GSoC Optimizers: Weekly Progress Reports

GSoC 2023 Logging :bookmark_tabs:

Community Bonding Period :rocket:

Week 1 (11 May - 18 May)

  • Researched about optimizers and made a list of optimizers I plan to implement.
    • Momentum Optimizer
    • Root Mean Square Propagation (RMSprop)
    • Adaptive Moment Estimation (Adam)
    • Adagrad
    • Adadelta
  • Didn’t do much work due to ongoing final exams.
  • Next week’s goals:
    • Example of fitting a Quadratic function
    • Start with Basic optimizer implementation

Week 2 (18 May - 25 May)

  • Added example program to fit a quadratic function
  • Draft PR Created

Week 3 (25 May - 1 June)

  • Updated code for 1-D Array dataset defining x & y.
  • Implemented separate subroutine for each of the optimizer:
    • Batch gradient descent
    • Mini-batch gradient descent
    • Stochastic gradient descent

Week 4 (1 June - 8 June)

  • Updated and refactored the optimizer subroutines.
  • Compared the performance of each optimizer:
    • For 1000 epochs:
      Stochastic gradient descent MSE: 0.000778
           Batch gradient descent MSE:  0.054431
       Minibatch gradient descent MSE:  0.006031

Week 5 (8 June - 15 June)

  • Discussed the how to access layer parameters(weights, baises & gradients) with the Mentor.

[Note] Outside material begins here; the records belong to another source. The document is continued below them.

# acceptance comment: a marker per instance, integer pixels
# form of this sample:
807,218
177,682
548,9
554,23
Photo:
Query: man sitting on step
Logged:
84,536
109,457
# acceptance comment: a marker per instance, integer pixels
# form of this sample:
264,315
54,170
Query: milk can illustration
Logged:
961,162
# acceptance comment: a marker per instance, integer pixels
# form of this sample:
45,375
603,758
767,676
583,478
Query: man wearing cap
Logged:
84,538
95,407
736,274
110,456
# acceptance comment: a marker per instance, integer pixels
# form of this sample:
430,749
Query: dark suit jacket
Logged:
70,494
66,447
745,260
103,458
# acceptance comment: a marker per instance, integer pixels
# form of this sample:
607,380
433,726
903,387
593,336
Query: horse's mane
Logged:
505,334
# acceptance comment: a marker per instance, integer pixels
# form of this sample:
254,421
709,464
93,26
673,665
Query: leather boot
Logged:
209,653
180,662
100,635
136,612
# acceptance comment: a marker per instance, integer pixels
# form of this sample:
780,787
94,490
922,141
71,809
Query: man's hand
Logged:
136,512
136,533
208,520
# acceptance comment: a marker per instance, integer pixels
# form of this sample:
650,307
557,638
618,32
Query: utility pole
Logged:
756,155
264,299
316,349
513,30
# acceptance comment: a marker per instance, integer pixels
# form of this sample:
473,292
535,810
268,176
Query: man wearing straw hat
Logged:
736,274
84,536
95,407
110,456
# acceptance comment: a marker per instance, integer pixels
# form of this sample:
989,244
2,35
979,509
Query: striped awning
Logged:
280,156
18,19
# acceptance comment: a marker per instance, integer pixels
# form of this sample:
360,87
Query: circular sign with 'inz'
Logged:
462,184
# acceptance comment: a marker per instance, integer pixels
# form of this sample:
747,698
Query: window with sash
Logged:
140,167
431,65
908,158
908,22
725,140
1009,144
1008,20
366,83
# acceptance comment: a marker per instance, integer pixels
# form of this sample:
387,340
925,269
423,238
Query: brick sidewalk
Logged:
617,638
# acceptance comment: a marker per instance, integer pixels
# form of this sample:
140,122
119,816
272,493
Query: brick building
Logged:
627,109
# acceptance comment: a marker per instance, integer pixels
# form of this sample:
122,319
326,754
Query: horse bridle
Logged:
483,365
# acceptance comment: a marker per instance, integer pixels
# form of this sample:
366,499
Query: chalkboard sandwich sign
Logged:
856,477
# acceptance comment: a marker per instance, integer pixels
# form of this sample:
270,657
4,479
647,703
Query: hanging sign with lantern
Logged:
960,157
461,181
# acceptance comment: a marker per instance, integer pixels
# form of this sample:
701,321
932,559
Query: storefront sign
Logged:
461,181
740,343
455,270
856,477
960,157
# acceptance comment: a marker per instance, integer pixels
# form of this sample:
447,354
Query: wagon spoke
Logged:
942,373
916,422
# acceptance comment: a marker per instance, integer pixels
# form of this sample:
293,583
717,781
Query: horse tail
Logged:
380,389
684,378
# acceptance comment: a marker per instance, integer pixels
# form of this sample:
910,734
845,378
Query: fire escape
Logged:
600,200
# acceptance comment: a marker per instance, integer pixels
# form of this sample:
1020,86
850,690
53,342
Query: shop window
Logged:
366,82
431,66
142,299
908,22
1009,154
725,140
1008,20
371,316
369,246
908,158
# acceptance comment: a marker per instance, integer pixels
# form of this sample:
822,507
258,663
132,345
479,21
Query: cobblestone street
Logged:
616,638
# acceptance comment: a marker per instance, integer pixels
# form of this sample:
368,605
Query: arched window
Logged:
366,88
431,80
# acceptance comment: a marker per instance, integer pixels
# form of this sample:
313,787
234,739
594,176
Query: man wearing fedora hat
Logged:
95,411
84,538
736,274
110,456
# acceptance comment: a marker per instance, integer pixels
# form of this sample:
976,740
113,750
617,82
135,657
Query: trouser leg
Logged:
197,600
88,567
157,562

  • Implemented the RMSProp optimizer subroutine, which was then refactored.

    PR Link: #144


Week 6 (15 June - 22 June)

  • Studied the changes done in new RMS subroutine and SGD optimizer Stub.

  • Implemented Momentum and Nesterov modifications in SGD optimizer

  • Every day, as the project is advancing, I’m learning something intriguing from @milancurcic, not just about fortran-lang but also about general coding practices.

    PR Link: #148


Week 7 (22 June - 29 June)

  • Refactored Momentum and Nesterov modifications in SGD optimizer
  • Added concrete implementation of RMSProp in optimizers module.
  • Implementation of Adam optimizer under Quadratic example.

Week 8 (29 June - 6 July)

  • Re-factorization of the subroutines in the quadratic_fit example to accept xtest and ytest.
  • Code to Report RMSE every 10% of num_epochs.
  • SGD and RMSprop optimizers plumbing at the network % update level
  • Added draft implementation of get_gradients() method.
  • Improvised implementation of Adam optimizer under Quadratic example.

Week 8 (29 June - 6 July)

  • Added test suite for optimizers module.

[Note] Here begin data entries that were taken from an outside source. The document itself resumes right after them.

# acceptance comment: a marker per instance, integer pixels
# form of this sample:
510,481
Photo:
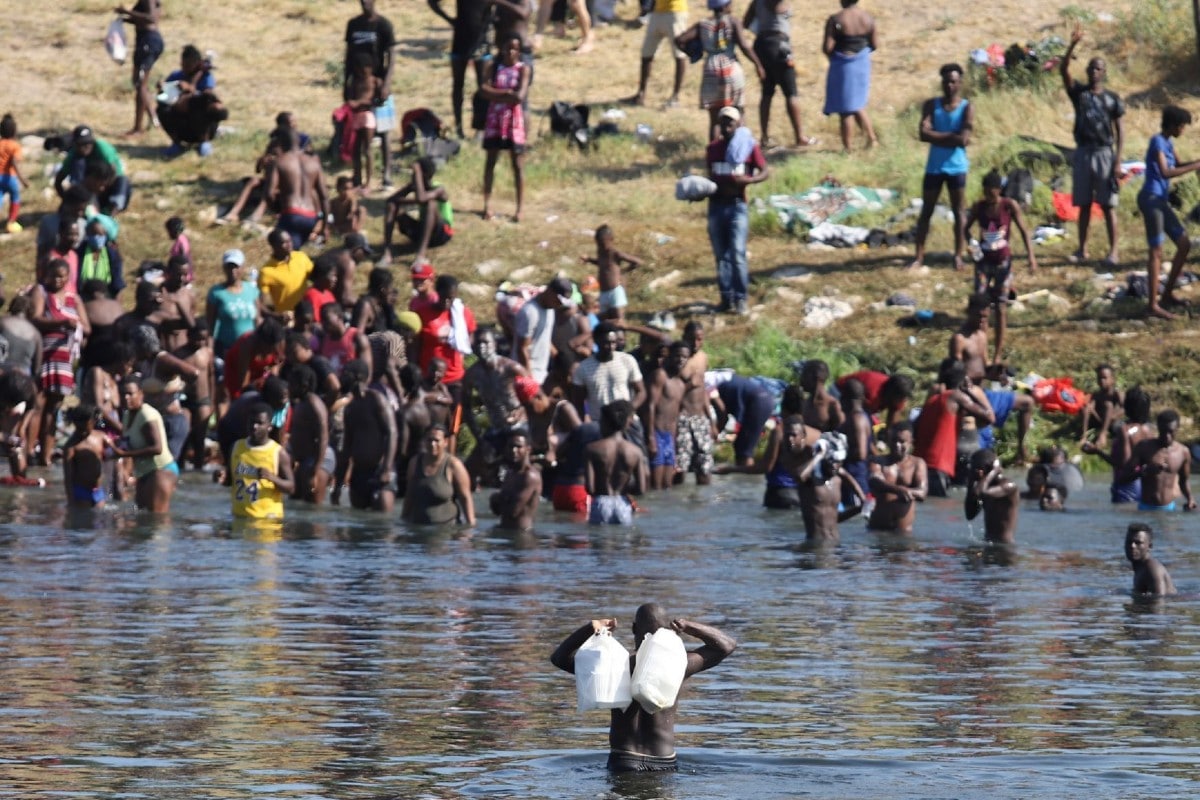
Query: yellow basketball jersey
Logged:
251,495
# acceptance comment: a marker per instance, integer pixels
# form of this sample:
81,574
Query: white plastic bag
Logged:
114,41
601,673
659,671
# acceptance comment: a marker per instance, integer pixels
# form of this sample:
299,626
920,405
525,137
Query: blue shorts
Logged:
148,46
298,226
1001,401
613,299
1128,492
1161,221
935,181
861,471
665,455
10,186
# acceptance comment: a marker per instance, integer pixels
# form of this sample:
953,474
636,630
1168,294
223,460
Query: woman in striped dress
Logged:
59,314
720,37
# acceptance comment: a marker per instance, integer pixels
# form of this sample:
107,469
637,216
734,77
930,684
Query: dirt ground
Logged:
275,55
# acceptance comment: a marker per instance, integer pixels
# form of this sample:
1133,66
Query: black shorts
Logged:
935,181
775,54
781,497
147,48
497,143
468,42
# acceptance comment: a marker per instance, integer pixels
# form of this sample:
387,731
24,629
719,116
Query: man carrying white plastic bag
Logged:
641,734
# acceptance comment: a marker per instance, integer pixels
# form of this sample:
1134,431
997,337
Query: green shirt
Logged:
102,151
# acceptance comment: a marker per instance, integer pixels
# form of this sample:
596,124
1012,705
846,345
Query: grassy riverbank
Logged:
277,54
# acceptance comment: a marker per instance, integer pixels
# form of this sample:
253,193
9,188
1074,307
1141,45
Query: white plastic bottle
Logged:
659,671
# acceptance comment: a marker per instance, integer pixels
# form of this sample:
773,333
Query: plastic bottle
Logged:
601,674
659,671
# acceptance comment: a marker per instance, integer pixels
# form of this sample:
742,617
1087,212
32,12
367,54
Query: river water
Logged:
347,656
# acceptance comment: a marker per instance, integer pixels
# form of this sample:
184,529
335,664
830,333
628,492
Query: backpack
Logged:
1060,396
423,131
1019,186
570,120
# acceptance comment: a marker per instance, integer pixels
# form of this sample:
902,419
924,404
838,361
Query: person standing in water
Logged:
640,741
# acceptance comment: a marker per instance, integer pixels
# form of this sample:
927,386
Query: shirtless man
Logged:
177,312
198,402
859,438
696,431
369,446
83,458
550,420
641,741
616,465
1150,577
495,378
413,421
990,492
516,503
1126,435
297,187
1103,407
309,443
820,477
821,409
663,407
969,344
899,482
1164,465
436,395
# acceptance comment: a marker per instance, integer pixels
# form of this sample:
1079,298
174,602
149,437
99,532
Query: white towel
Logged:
460,337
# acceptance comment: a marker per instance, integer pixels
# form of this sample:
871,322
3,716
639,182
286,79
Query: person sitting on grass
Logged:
433,223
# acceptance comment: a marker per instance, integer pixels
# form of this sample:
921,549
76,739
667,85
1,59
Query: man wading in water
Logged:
640,741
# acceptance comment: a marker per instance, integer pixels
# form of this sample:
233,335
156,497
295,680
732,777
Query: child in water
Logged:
83,458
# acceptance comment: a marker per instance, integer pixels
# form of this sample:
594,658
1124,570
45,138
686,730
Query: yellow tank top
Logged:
252,497
135,431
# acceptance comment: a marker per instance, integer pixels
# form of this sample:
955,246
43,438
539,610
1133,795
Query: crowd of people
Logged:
291,388
569,413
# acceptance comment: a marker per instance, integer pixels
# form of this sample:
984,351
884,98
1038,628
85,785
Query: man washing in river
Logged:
640,741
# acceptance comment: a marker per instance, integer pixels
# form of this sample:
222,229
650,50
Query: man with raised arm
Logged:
640,741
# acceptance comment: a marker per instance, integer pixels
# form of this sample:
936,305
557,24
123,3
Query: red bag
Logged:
1060,396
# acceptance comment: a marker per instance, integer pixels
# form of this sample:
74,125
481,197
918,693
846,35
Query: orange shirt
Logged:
10,154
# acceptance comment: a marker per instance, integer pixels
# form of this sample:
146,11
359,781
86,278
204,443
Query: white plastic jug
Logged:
659,671
601,673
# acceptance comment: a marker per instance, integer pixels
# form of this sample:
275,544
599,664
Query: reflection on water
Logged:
345,656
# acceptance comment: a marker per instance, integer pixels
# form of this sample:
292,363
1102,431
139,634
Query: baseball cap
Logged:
358,241
563,288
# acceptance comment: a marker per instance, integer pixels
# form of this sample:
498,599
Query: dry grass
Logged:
279,55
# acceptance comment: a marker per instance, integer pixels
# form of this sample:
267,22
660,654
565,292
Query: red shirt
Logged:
873,385
424,306
318,298
718,169
258,368
435,338
936,438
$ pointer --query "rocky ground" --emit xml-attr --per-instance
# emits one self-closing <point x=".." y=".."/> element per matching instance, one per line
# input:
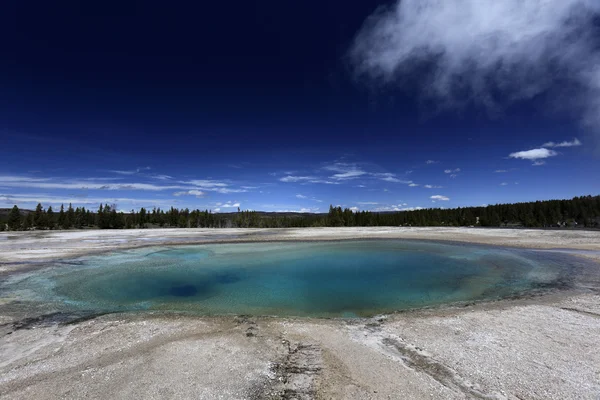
<point x="536" y="348"/>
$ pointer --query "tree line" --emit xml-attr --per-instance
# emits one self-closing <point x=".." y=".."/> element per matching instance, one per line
<point x="577" y="212"/>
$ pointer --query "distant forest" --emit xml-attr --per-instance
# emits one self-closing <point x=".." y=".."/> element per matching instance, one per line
<point x="581" y="212"/>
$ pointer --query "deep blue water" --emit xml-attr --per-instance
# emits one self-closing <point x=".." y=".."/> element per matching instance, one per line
<point x="348" y="278"/>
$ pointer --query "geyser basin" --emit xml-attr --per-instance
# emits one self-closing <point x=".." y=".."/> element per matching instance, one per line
<point x="349" y="278"/>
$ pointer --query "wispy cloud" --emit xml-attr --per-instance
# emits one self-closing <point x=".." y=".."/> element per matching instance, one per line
<point x="229" y="204"/>
<point x="162" y="177"/>
<point x="573" y="143"/>
<point x="487" y="52"/>
<point x="96" y="184"/>
<point x="397" y="207"/>
<point x="389" y="177"/>
<point x="291" y="178"/>
<point x="30" y="200"/>
<point x="452" y="171"/>
<point x="131" y="172"/>
<point x="345" y="171"/>
<point x="533" y="154"/>
<point x="194" y="192"/>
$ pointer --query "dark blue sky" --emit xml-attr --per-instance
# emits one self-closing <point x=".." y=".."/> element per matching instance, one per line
<point x="268" y="105"/>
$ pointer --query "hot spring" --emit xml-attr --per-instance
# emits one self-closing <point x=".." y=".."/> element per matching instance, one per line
<point x="321" y="279"/>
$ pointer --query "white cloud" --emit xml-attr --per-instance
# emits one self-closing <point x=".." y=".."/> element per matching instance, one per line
<point x="574" y="142"/>
<point x="291" y="178"/>
<point x="229" y="204"/>
<point x="345" y="171"/>
<point x="131" y="172"/>
<point x="193" y="192"/>
<point x="206" y="183"/>
<point x="533" y="154"/>
<point x="162" y="177"/>
<point x="95" y="184"/>
<point x="397" y="207"/>
<point x="301" y="210"/>
<point x="16" y="178"/>
<point x="452" y="171"/>
<point x="30" y="200"/>
<point x="487" y="52"/>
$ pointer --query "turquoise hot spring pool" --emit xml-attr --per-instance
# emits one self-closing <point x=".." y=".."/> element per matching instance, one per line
<point x="319" y="279"/>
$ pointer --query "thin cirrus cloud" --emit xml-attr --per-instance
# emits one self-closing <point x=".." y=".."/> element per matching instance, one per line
<point x="533" y="154"/>
<point x="573" y="143"/>
<point x="131" y="172"/>
<point x="487" y="52"/>
<point x="439" y="197"/>
<point x="194" y="192"/>
<point x="95" y="184"/>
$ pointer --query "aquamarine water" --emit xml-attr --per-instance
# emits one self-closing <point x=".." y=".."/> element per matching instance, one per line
<point x="326" y="279"/>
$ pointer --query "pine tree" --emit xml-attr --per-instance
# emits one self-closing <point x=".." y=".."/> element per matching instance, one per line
<point x="50" y="217"/>
<point x="70" y="217"/>
<point x="61" y="217"/>
<point x="39" y="217"/>
<point x="14" y="219"/>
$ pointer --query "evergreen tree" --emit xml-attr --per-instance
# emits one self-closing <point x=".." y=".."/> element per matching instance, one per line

  • Implemented code for convergency tests.

    PR: #148


You and your GSOC mentors could consider whether to implement the algorithms in a recent preprint

Provably Faster Gradient Descent via Long Steps
by Benjamin Grimmer

This work establishes provably faster convergence rates for gradient descent via a computer-assisted analysis technique. Our theory allows nonconstant stepsize policies with frequent long steps potentially violating descent by analyzing the overall effect of many iterations at once rather than the typical one-iteration inductions used in most first-order method analyses. We show that long steps, which may increase the objective value in the short term, lead to provably faster convergence in the long term. A conjecture towards proving a faster O(1/TlogT) rate for gradient descent is also motivated along with simple numerical validation.


Week 10 (13 July - 20 July)

  • Added Implementation for Adam optimizer.

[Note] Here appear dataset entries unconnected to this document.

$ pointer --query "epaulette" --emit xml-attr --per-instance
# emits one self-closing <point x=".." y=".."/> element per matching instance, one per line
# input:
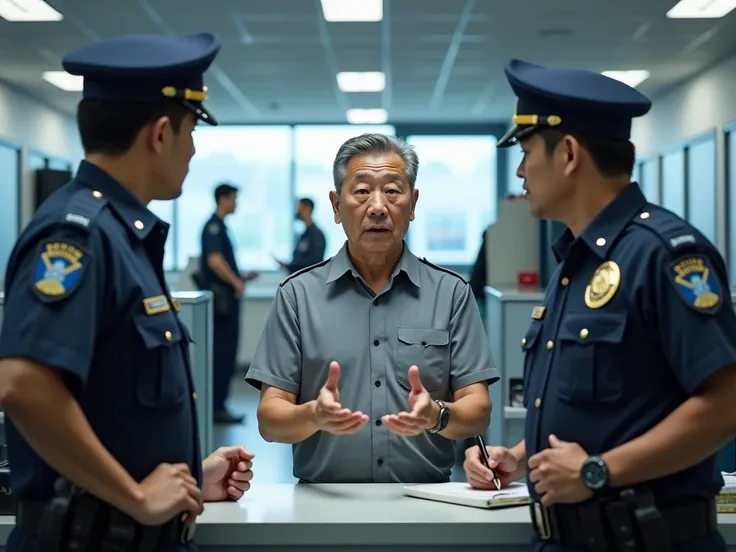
<point x="676" y="233"/>
<point x="83" y="208"/>
<point x="304" y="270"/>
<point x="443" y="269"/>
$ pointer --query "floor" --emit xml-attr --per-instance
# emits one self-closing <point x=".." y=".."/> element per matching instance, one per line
<point x="272" y="463"/>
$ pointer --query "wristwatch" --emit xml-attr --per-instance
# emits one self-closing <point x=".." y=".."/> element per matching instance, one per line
<point x="444" y="418"/>
<point x="594" y="474"/>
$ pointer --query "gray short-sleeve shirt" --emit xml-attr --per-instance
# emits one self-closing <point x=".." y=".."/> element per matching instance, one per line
<point x="425" y="315"/>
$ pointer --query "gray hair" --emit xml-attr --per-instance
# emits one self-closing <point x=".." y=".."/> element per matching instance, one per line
<point x="374" y="143"/>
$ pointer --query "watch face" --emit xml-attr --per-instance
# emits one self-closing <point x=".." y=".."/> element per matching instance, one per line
<point x="594" y="474"/>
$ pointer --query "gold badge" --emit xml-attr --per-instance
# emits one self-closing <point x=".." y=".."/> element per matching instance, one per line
<point x="603" y="285"/>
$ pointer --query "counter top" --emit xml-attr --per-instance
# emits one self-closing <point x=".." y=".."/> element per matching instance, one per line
<point x="351" y="515"/>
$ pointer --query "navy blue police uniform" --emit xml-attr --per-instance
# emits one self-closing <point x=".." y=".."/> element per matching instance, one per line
<point x="215" y="239"/>
<point x="85" y="294"/>
<point x="635" y="317"/>
<point x="309" y="249"/>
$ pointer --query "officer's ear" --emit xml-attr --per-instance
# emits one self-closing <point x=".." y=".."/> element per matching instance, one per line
<point x="335" y="202"/>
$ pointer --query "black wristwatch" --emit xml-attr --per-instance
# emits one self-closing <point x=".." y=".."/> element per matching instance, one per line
<point x="594" y="474"/>
<point x="444" y="418"/>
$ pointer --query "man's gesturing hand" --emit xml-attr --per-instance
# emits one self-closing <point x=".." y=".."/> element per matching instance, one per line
<point x="424" y="413"/>
<point x="329" y="414"/>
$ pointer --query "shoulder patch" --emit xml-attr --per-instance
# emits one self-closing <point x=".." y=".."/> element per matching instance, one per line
<point x="443" y="269"/>
<point x="696" y="283"/>
<point x="304" y="270"/>
<point x="84" y="207"/>
<point x="59" y="269"/>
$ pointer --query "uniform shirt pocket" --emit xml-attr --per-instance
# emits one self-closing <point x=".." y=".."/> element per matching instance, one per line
<point x="429" y="350"/>
<point x="160" y="378"/>
<point x="588" y="356"/>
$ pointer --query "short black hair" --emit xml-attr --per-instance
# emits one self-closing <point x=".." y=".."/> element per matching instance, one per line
<point x="308" y="202"/>
<point x="110" y="128"/>
<point x="612" y="158"/>
<point x="224" y="190"/>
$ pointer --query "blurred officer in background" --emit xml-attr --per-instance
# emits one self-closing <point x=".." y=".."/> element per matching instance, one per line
<point x="630" y="362"/>
<point x="95" y="374"/>
<point x="219" y="273"/>
<point x="311" y="245"/>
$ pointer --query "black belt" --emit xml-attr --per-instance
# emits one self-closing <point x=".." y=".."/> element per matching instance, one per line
<point x="596" y="522"/>
<point x="29" y="514"/>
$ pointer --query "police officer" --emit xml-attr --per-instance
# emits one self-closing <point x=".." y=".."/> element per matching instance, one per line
<point x="373" y="362"/>
<point x="311" y="245"/>
<point x="95" y="375"/>
<point x="220" y="274"/>
<point x="630" y="362"/>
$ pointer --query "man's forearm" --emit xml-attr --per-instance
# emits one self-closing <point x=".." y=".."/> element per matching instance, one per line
<point x="52" y="422"/>
<point x="280" y="421"/>
<point x="691" y="433"/>
<point x="469" y="416"/>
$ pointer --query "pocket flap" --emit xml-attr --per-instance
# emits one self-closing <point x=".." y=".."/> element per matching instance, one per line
<point x="423" y="336"/>
<point x="601" y="327"/>
<point x="158" y="331"/>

  • Added convergency test for adam optimizer module.

    PR: #150


Week 11 (20 July - 27 July)

  • Added weight decay modification (AdamW) in Adam optimizer.

  • Added implementation for adagrad optimizer.

    PR: #154


Week 12 (27 July - 3 August)

  • Corrected implementation for adagrad optimizer.
  • Added convergency test for adagrad optimizer module.
1 Like

Week 13 (3 August - 10 August)

  • Added structure of the Batch Normalization Layer.

  • Refactored forward and backward algorithms based on interpretation of Ioffe and Szegedy (2015).

    PR: #157


Grimmer’s work is described in Quanta magazine: Risky Giant Steps Can Solve Optimization Problems Faster.

Week 14 (10 August - 17 August)

  • Added draft test suite for the Batch Normalization Layer.